Step 5: Use the Databricks service principal to generate its own Databricks personal access tokens

This step is optional. It assumes that you have already completed Step 4 to generate the first Databricks personal access token for the Databricks service principal.

  1. Set up the Databricks CLI for authentication with a valid Databricks personal access token for the Databricks service principal, instead of the Databricks personal access token for your Databricks workspace user. See Databricks personal access token authentication.

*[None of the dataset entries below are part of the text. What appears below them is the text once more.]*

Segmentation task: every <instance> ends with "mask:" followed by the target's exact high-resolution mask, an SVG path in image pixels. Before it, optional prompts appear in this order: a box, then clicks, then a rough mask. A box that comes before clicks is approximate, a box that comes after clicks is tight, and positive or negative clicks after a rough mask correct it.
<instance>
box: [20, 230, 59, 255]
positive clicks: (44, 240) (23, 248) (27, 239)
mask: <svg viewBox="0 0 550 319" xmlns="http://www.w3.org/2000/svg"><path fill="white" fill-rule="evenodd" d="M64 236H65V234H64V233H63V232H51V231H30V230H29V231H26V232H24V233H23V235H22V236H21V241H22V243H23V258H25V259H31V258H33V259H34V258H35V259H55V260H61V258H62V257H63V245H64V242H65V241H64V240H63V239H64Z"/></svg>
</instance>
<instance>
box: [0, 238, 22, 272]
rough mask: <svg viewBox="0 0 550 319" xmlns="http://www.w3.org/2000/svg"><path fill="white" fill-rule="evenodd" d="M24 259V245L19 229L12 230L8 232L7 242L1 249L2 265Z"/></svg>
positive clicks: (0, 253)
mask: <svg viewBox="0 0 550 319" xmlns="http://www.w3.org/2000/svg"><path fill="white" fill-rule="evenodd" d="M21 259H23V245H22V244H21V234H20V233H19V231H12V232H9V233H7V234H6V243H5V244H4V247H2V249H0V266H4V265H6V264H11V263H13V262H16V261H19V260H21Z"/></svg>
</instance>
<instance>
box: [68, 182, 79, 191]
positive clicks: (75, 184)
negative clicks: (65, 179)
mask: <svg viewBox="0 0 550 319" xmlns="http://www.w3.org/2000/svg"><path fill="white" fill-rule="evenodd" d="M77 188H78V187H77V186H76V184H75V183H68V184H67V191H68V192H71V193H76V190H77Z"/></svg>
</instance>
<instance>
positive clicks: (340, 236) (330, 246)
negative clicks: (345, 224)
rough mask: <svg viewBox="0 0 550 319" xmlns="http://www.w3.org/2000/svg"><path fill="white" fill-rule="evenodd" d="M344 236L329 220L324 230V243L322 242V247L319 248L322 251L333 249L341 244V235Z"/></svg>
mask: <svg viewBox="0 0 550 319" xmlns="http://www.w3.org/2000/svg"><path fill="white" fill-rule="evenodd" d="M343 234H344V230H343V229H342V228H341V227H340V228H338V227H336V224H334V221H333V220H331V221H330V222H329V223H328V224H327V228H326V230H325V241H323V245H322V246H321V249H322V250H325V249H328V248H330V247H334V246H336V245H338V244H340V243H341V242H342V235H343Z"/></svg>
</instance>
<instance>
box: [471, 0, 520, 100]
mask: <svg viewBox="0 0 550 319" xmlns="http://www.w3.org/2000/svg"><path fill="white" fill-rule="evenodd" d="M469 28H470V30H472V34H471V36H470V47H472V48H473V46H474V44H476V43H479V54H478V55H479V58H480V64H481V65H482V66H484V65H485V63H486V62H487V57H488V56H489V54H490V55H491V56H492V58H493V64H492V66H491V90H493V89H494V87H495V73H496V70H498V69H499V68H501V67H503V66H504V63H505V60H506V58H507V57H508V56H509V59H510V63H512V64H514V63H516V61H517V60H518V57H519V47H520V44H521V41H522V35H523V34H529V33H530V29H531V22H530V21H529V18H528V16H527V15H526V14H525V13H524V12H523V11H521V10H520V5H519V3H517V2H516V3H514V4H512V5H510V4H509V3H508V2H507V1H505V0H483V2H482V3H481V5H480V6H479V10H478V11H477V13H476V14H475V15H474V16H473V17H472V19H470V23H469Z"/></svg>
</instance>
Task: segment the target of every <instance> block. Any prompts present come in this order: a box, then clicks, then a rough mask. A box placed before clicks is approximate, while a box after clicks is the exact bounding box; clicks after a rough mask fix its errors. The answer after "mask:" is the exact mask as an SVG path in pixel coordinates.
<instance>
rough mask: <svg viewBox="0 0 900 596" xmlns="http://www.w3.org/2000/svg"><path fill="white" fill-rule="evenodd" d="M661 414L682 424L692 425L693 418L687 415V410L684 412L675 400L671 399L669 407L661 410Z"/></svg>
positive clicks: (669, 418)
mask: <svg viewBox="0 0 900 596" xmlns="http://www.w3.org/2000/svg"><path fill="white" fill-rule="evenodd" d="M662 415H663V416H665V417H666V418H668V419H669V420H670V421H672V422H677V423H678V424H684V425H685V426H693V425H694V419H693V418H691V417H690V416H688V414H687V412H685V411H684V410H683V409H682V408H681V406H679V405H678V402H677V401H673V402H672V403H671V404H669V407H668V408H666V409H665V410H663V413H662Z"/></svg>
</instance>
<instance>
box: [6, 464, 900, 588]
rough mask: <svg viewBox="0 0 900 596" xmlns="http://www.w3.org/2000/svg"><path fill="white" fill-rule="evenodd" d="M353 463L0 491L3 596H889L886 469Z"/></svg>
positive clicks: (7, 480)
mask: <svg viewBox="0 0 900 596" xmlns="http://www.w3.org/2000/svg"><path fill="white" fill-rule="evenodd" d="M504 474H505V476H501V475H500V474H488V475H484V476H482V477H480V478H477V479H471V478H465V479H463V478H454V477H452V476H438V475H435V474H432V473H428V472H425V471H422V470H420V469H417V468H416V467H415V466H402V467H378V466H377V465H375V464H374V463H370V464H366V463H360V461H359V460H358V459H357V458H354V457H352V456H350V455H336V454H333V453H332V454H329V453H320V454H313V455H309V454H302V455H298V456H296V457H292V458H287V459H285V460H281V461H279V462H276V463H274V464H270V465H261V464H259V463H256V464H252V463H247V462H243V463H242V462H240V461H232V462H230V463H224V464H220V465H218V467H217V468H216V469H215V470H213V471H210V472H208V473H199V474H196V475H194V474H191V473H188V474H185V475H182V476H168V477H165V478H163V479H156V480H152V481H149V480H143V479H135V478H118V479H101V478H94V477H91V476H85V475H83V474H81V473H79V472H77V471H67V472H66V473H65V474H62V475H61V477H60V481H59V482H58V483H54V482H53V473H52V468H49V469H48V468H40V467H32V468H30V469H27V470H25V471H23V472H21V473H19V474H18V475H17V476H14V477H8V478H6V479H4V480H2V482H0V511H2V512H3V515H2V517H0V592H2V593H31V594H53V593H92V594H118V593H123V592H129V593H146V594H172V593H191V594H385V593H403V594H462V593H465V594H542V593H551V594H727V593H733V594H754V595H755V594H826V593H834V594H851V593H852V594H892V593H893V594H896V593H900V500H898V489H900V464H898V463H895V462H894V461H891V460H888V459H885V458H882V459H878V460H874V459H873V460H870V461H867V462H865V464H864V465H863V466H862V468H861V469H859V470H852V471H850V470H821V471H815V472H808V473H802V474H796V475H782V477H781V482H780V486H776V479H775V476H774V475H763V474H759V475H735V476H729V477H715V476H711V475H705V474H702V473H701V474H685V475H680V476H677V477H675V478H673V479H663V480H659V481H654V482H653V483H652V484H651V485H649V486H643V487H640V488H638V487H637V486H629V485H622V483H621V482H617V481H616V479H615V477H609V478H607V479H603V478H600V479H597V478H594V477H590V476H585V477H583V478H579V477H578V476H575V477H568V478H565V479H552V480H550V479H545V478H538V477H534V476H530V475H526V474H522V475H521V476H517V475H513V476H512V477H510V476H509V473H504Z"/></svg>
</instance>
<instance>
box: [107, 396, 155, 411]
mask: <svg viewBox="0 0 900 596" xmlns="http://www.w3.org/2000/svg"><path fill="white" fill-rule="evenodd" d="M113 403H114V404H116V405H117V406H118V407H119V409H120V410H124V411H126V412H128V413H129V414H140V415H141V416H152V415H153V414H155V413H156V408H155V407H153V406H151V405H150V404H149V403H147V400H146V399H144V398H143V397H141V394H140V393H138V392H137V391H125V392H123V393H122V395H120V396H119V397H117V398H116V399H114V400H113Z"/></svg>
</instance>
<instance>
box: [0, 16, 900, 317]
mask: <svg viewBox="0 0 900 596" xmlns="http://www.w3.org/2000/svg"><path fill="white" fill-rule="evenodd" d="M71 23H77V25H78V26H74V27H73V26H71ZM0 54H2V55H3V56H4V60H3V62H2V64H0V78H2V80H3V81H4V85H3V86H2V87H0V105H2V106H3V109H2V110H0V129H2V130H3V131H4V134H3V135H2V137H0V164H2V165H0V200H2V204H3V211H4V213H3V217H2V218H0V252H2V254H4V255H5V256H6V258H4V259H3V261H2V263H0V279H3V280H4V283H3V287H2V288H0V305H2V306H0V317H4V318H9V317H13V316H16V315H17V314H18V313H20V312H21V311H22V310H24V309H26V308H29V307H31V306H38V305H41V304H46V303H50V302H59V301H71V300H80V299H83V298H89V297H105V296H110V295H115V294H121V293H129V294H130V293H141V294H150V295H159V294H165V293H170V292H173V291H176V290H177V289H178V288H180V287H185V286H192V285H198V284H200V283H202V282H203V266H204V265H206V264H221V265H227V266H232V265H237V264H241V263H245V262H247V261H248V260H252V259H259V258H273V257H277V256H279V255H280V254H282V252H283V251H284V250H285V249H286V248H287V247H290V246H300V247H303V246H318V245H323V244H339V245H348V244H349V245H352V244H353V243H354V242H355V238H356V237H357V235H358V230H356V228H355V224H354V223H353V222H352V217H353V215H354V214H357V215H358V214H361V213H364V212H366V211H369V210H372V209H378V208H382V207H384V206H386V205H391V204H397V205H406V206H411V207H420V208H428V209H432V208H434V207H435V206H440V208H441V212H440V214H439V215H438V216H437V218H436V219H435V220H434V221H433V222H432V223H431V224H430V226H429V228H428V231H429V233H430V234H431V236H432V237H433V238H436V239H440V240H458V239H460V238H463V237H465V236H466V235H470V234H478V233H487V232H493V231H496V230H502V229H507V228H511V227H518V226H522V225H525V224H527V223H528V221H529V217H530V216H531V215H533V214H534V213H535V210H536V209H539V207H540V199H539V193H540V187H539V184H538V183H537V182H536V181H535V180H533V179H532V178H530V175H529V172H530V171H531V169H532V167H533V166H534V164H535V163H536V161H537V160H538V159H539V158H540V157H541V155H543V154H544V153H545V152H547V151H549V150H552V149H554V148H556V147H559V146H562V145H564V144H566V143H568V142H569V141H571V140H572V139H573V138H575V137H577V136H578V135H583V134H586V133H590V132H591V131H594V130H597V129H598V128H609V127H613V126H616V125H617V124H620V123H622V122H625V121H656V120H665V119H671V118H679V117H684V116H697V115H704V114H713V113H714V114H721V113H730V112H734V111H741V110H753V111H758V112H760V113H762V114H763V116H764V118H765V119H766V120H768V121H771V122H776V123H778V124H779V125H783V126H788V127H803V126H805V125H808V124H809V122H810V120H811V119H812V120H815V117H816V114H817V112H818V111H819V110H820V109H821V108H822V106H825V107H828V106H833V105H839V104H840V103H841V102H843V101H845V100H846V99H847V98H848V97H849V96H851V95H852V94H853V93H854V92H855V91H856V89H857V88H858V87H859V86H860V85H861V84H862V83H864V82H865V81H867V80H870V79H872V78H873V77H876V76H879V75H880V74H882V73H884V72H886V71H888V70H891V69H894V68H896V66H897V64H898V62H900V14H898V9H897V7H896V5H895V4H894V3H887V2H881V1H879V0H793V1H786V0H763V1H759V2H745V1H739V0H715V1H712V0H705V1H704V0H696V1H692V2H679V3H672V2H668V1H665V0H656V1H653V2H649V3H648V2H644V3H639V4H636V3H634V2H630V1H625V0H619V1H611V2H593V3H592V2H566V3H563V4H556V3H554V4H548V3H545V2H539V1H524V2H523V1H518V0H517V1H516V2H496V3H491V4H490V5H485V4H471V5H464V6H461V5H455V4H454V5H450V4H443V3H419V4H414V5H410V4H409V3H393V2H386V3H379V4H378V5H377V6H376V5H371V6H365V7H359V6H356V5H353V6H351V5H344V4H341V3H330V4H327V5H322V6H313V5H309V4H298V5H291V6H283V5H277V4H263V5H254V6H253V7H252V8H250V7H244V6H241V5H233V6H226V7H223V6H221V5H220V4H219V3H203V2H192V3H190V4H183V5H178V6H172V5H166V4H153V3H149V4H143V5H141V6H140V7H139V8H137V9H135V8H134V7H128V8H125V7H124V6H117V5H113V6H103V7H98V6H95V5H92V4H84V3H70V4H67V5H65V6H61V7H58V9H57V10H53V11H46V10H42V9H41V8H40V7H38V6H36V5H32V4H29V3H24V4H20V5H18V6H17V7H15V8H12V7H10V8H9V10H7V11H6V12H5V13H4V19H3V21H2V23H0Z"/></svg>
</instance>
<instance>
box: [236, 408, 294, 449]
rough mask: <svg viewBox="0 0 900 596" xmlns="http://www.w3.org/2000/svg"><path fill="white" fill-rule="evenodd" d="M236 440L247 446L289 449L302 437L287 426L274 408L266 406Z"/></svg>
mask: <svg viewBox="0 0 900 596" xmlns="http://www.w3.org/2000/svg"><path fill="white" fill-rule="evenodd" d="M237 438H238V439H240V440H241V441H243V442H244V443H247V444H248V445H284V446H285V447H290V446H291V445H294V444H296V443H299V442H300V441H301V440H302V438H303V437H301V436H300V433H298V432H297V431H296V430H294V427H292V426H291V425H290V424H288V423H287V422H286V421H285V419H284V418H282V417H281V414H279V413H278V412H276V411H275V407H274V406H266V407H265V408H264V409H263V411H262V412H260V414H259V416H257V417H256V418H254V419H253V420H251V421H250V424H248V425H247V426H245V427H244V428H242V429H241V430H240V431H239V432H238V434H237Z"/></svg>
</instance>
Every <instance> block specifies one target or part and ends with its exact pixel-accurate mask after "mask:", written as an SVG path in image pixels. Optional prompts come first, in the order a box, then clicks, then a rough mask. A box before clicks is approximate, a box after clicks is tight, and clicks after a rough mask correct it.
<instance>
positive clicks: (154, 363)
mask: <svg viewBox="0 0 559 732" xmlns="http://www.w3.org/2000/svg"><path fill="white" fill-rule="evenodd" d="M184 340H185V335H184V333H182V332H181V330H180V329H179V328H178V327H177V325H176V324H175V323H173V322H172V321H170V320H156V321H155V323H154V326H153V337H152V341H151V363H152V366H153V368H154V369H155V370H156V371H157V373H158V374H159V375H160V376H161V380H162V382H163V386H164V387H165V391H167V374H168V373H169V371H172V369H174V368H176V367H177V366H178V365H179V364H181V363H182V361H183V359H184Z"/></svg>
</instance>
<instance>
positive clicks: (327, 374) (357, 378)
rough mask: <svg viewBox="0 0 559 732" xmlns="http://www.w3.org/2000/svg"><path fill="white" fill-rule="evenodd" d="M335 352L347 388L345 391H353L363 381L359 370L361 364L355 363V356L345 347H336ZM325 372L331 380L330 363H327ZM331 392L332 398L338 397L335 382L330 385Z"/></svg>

  2. Use the Databricks CLI to run the following command, which generates another access token for your Databricks service principal:

    databricks tokens create --comment <comment> --lifetime-seconds <lifetime-seconds> -p <profile-name>

    In the preceding command, replace these placeholders:

    • Optionally, replace <comment> with any meaningful comment about the access token’s purpose. If the --comment option is not specified, then no comment is generated.

    • Optionally, replace <lifetime-seconds> with the number of seconds that the access token is valid for. For example, 1 day is 86400 seconds. If the --lifetime-seconds option is not specified, the access token is set to never expire (not recommended).

    • Optionally, replace <profile-name> with the name of a Databricks configuration profile that contains authentication information for the Databricks service principal and the target workspace. For instance, see Databricks personal access token authentication. If the -p option is not specified, the Databricks CLI will attempt to find and use a configuration profile named DEFAULT.

  3. In the response, copy the value of token_value, which is the access token for your Databricks service principal.

Next steps

This tutorial showed you how to set up a Databricks service principal by using the Databricks user interface. To use the Databricks Terraform provider instead, see Provision a service principal for Databricks automation - Terraform.